Microsoft’s data governance starts with its flagship productivity suite, Office 365. It allows customers to manage the full content lifecycle, from creating or importing data to storing it and creating policies to retain and permanently delete content. That runs on top of a bunch of Microsoft products repurposed for the cloud, starting with SQL Server, both on-premises and in Azure. It offers a data warehouse appliance called Azure SQL Data Warehouse, a Hadoop distribution based on Hortonworks called Azure HDInsight, and Azure Data Lake for data collection. Azure SQL Data Warehouse is for the growing interest in cloud data storage as well.
Oracle starts with its flagship product, Oracle Database 12c along with the Oracle Big Data Management System, Oracle Big Data SQL and Big Data Connectors. For specific data governance it has Oracle Enterprise Metadata Manager (OEMM) and Oracle Enterprise Data Quality (EDQ). It also offers turnkey hardware systems for its software stack through the Oracle Exadata Database Machine and Oracle Big Data Appliance, and has cloud services like Oracle Database as a Service, Exadata Cloud Service and Big Data Cloud Service.
The last Oracle competitor left standing, SAP offers its IQ DBMS and Hana for in-memory DBMS and analytics. Hana has been updated to include features like backup and disaster recovery, analytics, integration with Apache Spark and multitenancy. SAP Hana is one component of SAP Platform. Then there is SAP Master Data Governance, which consolidates and governs data from one location to ensure data quality and consistency.
Teradata is known for its analytics platforms, including a DBMS, data warehouse appliances and cloud data warehouses. It has connectivity through Hadoop through Aster Analytics and streaming data via Teradata Listener, all of it designed to present the information through a single unified interface. And its Master Data Management is a complete lifecycle framework for data governance.
Cloudera is one of three major Hadoop distribution companies and very successful at that. It offers Cloudera Enterprise, a Hadoop distribution with both Hadoop for batch analytics and Spark for real-time analytics, plus Cloudera Navigator for governance, Cloudera Manager and Cloudera Director for cluster administration both on-premises and in the cloud and supporting AWS, Azure and Google Cloud Platform.
8) Dell Boomi
Boomi is a business unit within Dell it acquired in 2010 that specializes in master data management both on-premises and in the cloud. Boomi features little to no coding development through its Boomi Process Library, which provides examples for building governance apps. It also supports PaaS vendors and connectors to Azure, AWS and Google, offers EDI connectors for connecting with partners and supports Docker containers for DevOps methods of development.
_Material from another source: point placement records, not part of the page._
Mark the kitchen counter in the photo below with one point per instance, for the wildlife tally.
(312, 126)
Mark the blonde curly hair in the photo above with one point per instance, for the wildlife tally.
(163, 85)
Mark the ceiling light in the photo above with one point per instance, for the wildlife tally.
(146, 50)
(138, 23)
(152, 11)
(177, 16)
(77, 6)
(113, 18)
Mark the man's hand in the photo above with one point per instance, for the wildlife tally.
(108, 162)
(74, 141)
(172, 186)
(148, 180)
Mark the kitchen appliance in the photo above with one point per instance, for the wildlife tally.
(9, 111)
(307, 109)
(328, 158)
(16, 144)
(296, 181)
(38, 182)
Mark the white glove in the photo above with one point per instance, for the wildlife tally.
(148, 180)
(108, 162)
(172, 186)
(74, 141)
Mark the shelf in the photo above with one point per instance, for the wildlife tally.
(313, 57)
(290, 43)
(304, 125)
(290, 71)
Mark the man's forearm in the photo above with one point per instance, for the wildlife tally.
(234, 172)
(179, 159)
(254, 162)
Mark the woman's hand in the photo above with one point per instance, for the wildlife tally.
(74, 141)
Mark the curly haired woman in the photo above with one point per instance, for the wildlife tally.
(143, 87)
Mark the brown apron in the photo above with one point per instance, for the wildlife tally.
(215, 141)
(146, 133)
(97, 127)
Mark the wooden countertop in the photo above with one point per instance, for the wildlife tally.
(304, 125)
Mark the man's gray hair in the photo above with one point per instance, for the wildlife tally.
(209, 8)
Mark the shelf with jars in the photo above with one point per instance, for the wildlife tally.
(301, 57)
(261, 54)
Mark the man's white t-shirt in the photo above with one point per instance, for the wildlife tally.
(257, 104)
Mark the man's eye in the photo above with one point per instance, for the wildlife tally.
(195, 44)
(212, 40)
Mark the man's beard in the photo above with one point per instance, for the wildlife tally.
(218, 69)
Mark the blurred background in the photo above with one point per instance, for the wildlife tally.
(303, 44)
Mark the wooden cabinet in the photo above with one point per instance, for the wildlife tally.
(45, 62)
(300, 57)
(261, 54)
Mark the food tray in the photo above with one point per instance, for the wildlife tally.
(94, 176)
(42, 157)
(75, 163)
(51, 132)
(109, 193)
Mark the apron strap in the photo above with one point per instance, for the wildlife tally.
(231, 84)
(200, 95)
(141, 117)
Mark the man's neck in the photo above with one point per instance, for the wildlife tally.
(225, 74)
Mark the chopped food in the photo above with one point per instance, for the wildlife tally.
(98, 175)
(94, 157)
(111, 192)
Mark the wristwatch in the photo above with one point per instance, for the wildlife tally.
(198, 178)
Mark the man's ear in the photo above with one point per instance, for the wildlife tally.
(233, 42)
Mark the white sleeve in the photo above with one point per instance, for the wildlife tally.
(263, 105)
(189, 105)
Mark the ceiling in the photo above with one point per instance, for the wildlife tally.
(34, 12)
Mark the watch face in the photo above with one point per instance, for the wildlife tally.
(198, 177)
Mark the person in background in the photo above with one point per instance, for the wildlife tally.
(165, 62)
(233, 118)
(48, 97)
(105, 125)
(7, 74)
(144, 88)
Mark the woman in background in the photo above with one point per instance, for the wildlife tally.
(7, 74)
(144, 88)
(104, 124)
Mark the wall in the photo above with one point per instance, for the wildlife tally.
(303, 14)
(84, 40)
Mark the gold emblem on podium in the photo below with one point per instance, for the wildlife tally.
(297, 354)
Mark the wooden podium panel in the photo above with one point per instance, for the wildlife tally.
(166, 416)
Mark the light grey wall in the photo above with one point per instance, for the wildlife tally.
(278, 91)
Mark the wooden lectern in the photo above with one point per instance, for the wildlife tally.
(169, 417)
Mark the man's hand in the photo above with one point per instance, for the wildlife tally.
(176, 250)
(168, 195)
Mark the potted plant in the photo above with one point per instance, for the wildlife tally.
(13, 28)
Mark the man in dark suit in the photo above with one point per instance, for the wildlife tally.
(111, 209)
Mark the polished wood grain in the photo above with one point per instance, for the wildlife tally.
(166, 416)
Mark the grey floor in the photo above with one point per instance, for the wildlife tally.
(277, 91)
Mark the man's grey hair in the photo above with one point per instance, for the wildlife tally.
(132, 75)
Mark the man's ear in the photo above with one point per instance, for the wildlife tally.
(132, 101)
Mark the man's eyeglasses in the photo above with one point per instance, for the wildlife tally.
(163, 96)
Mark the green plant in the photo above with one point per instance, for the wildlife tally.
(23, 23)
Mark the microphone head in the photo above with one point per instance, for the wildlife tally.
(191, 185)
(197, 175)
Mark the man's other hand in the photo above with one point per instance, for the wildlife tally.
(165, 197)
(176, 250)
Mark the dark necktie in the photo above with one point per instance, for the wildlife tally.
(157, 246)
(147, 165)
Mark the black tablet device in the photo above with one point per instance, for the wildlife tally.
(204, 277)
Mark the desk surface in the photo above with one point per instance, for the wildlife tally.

SAS’s whole business is built on analytics. It offers a master data management solution called SAS Data Governance to help organizations prepare and manage both traditional and big data sources. It lets you maintain and manage data attributes through a common data model, flag changes in metadata and create snapshots, store and manage lists and hierarchies and create reports on data health and any remediation needed.
10) TIBCO Software
TIBCO MDM specializes in offering a unified view of company data that is stored in different silos, it allows companies to get a clear view of their business data and act on it quickly. TIBCO MDM offers visualization of data workflow throughout the company, allowing companies to observe processes and make improvements as needed. It is available both on-premises and in the cloud via TIBCO Clarity Cloud Edition.